VMware Virtual Watchdog Timerを試してみる

OSハングアップ時に強制再起動させたい、という要望が出てきたので、Virtual Watchdog Timer(VWDT)を試してみる

環境

vCenter Server 7.0 Update 3l
ESXi 7.0 Update 3l
CentOS 7.9
- 要望のあった仮想マシンが CentOS 7だったので

VWDT追加

要件を満たしているかを確認

仮想マシンのハードウェアがバージョン17以降である
- バージョン19 (ESXi 7.0 U2以降)
ゲストOSがVWDTをサポートしていること
- Windows Server 2008以降
- 4.9以降のkernelに基づくLinuxディストリビューション
  - Ubuntu 18.04以降
  - Red Hat Enterprise Linux 7.6以降

問題ない場合は、仮想マシンをパワーオフする

「アクション」→「設定の編集」を選択し、「新規デバイスを追加」から「ウォッチドッグタイマー」を選択する

デバイス追加後、「BIOS/EFIブートでの起動」にチェックを入れる(チェックを入れることで、VMが電源ONになるとすぐにwatchdogが開始される)。

仮想マシンを起動し、デバイスが作成されていることと、watchdog moduleがインストールされていることを確認する

[ ~]$ ls -la /dev/watchdog

crw-------. 1 root root 10, 130  8月  8 20:50 /dev/watchdog

[ ~]$ lsmod | grep wdat

wdat_wdt               13590  1

[ ~]$

watchdogインストール

yumコマンド(CentOS 7なので)でwatchdog packageをインストールする。今回はwatchdog-5.13-12.el7.x86_64をインストールした。

[~]# env LANG=C sudo yum info watchdog

Loaded plugins: fastestmirror, langpacks

Repodata is over 2 weeks old. Install yum-cron? Or run: yum makecache fast

Loading mirror speeds from cached hostfile

 * base: ftp.iij.ad.jp

 * extras: ftp.iij.ad.jp

 * updates: ftp.iij.ad.jp

Available Packages

Name        : watchdog

Arch        : x86_64

Version     : 5.13

Release     : 12.el7

Size        : 79 k

Repo        : base/7/x86_64

Summary     : Software and/or Hardware watchdog daemon

URL         : http://sourceforge.net/projects/watchdog/

License     : GPLv2+

Description : The watchdog program can be used as a powerful software watchdog daemon

            : or may be alternately used with a hardware watchdog device such as the

            : IPMI hardware watchdog driver interface to a resident Baseboard

            : Management Controller (BMC).  watchdog periodically writes to /dev/watchdog;

            : the interval between writes to /dev/watchdog is configurable through settings

            : in the watchdog sysconfig file.  This configuration file is also used to

            : set the watchdog to be used as a hardware watchdog instead of its default

            : software watchdog operation.  In either case, if the device is open but not

            : written to within the configured time period, the watchdog timer expiration

            : will trigger a machine reboot.
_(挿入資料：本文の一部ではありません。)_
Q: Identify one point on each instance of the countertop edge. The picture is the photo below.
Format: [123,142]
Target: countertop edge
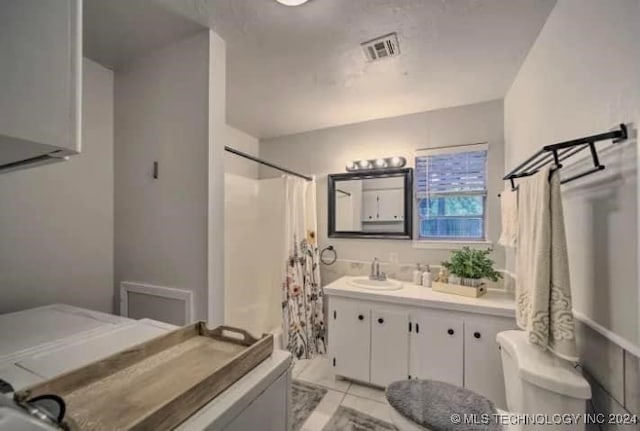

When operating as a software watchdog, the

            : ability to reboot will depend on the state of the machine and interrupts.

            : When operating as a hardware watchdog, the machine will experience a hard

            : reset (or whatever action was configured to be taken upon watchdog timer

            : expiration) initiated by the BMC.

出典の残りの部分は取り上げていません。